Bookkeeping is the practice of tracking all the financial transactions that a business accumulates. Bookkeepers are the record keepers; they are tasked with logging and categorizing each of the transactions and keeping all of the data organized and complete. Bookkeeping is a separate part of the accounting process than what accountants typically handle. Accountants use the bookkeeper’s data. They are the analyzers and advice givers. Accountants create the financial statements from the bookkeeper’s records and use the information to understand the financial wellbeing of a business.
If a business is small and has relatively few daily financial transactions, they may choose to use the single-entry accounting system.

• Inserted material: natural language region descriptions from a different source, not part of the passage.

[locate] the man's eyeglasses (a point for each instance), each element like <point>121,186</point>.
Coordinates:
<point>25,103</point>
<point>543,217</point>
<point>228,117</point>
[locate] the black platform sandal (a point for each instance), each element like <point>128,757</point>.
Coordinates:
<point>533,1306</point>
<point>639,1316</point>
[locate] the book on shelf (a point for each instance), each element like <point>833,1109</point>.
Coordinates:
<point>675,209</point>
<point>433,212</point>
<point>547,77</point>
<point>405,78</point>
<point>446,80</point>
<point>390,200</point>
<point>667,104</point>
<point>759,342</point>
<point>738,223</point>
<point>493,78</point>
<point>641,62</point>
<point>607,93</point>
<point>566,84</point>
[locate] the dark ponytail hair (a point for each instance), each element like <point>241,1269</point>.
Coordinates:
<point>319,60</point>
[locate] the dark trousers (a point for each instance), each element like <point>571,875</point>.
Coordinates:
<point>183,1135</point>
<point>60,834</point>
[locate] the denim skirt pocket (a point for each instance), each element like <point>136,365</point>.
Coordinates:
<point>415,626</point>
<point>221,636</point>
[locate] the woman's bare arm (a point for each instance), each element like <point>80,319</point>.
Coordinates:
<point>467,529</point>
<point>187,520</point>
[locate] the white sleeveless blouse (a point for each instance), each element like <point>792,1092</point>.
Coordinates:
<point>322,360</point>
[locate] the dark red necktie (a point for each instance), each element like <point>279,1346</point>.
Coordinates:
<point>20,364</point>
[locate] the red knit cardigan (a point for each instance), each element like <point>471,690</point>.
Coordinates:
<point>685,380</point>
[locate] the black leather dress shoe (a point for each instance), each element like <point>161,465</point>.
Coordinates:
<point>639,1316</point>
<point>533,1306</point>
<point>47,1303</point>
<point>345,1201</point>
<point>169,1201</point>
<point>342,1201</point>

This method is similar to that used when maintaining a checkbook. If a business is larger with many transactions occurring on a regular basis, they would most likely choose to use the double-entry accounting system. This system reduces errors ensuring everything is recorded properly and completely.
The Bookkeeping Process
Proper bookkeeping tracks each and every financial transaction a business completes from the time they open, until the time they close. Each transaction will be accompanied by some type of documentation (like a receipt or an invoice) which will be used when recording the transaction into the books.
Bookkeepers can utilize a physical paper journal to record the data or use a software program to electronically store the information. It is much more common for businesses to use electronic databases for their bookkeeping needs. Bookkeepers can use any accounting method a business needs (single or double entry methods, primarily). In order to be successful, a bookkeeper must know the chart of accounts for a business, be able to classify credit and debit entries, and keep the books balanced.
It is a bookkeeper’s job to be able to hand over all financial records, which are complete and accurate, to an accountant who will use the information to create financial statements and be ready for tax season.
Before Bookkeeping Begins
The first step when starting the bookkeeping process is deciding whether your business should use the cash or accrual accounting system. If you have a very small business, it may be best to consider a cash accounting system. However, most businesses will need to use the accrual accounting system.
The cash accounting system is the method where you only record transactions after cash is exchanged. The accrual accounting system records all transactions immediately, even if money is not exchanged until a later date. It is not uncommon for a business to start out using the cash method and later switch over to the accrual method once they start to grow.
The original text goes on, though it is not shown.